I've been watching interviews at the latest James Beard awards at Lincoln Center in New York City. Or more accurately on the "red carpet" before the awards. If you're not aware, the James Beard awards are the equivalent to the "Oscars" in the movie industry. Celebrating every thing from chefs, authors, designers and restaurateurs. The thing that struck me was the apparent high level of snobbery associated with these awards. The chefs and restaurateurs interviewed come across as some of the most arrogant bunch of fat cats I've ever seen. The theme for the evening seemed to be who can act the humblest. Most of the interviewees were very wealthy restaurant owners or celebrity chefs. Most from New York. I was especially taken by the comments of the gray haired Italian dude who was sweating like a pig. When asked about the state of Italian food in the United States he said it had a long way to go. Seeing the surprised look on the interviewers face the damp Italian guy says it may be OK in New York or L.A. but in between it's a "desert". My guess is this guy has never been close to "fly over country" and couldn't find his ass with a mirror. What an arrogant prick! I often complain about Italian restaurants but to make a blanket statement like that shows the attitude of the James Beard awards and the people who select the winners. They are so out of touch with 98% of the industry and America. I think James Beard would be embarrassed at what these awards have come to represent. Snobs voting for snobs.

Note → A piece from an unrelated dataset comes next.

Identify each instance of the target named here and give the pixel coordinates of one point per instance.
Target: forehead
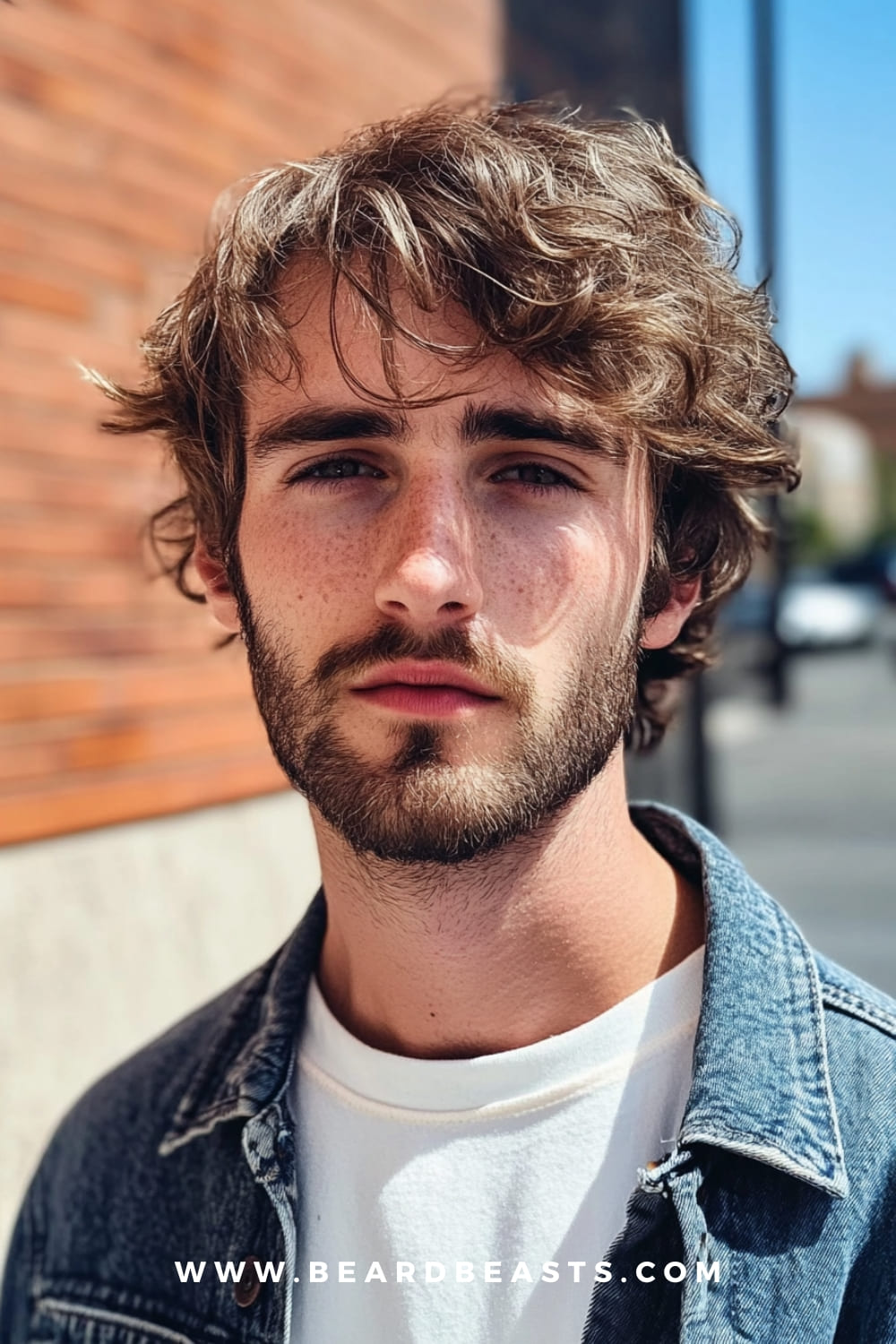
(314, 322)
(454, 387)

Would I want a James Beard award? Of course but it will never happen. Just as 99.9% of chefs in America will never have a shot. Whether or not I'm capable is questionable but the big reasons have been discussed in a previous post. I'm here to serve my customers. I serve what I think my customers want. I'm also tucked away in Caledonia Wisconsin. Not exactly a media hot bed. The same goes for most of my colleagues across this country. We are satisfied with what we do. We are satisfied with making our customers happy. We are satisfied to make a comfortable living for ourselves and our employees. THAT is what the restaurant business is about. It's not about red carpets.

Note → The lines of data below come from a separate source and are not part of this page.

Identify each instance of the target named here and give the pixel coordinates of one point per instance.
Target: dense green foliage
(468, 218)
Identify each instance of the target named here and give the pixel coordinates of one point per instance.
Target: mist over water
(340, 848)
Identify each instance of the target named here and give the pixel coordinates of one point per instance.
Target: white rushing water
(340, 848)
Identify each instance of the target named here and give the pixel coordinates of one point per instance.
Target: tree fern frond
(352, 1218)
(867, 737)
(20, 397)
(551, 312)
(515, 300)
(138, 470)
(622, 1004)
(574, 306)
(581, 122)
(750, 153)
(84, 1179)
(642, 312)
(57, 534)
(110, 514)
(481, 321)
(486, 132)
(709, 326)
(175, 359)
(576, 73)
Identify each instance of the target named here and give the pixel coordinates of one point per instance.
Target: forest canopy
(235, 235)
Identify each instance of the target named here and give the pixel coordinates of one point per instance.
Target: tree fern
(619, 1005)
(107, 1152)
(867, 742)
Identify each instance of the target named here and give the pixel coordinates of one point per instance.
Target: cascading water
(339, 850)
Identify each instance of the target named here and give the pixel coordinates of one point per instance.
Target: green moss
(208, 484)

I would like to mention a bright spot in the awards. It is every chef's dream to have that medal with the red ribbon placed around their neck. Adam Seigal's dream was fulfilled when he won the coveted award for Best Chef, Midwest. To Adam I say congratulations! It's nice to see a local chef win and it's even nicer to see someone who serves "real" food win. I have a small connection to Lake Park Bistro where Adam is the Executive Chef. My daughter is a food server there and her best friend, who had worked for me for two years, is a line cook. (I'm proud to say I've prepared him well) We also enjoy the restaurant and traveled to New York earlier in the year to attend a dinner prepared there by Chef Seigal. So I'm familiar with the Chef's style and the Bartolotta organization for whom he works. Chef Seigal serves "real" food with "real" ingredients using tried and true preparation methods. These days the trend in the high end restaurants is to serve multiple course "tasting" menus consisting of five, seven, 14 or even 21 courses of little "bites". Also common amongst these menus is something called "molecular gastronomy" who's practitioners are becoming more and more prevalent among James Beard award winners. This style of "cooking" uses unconventional ingredients and preparation methods, ie: liquid nitrogen, xanthan gum, and others that I have no clue about. The presentation of these plates are often contrived and bizarre. I call it "cooking with smoke and mirrors". Almost like a magic show. The preponderance of these "restaurants" are located in big media centers and get alot of attention. They also cater to foodies who continue to demand something new and different. It is also these foodies who nominate and select the James Beard Award winners. So it is with satisfaction that a chef who still believes in "real" good food won the award.
By the way, what I want to know is, what is the state of American food in Italy?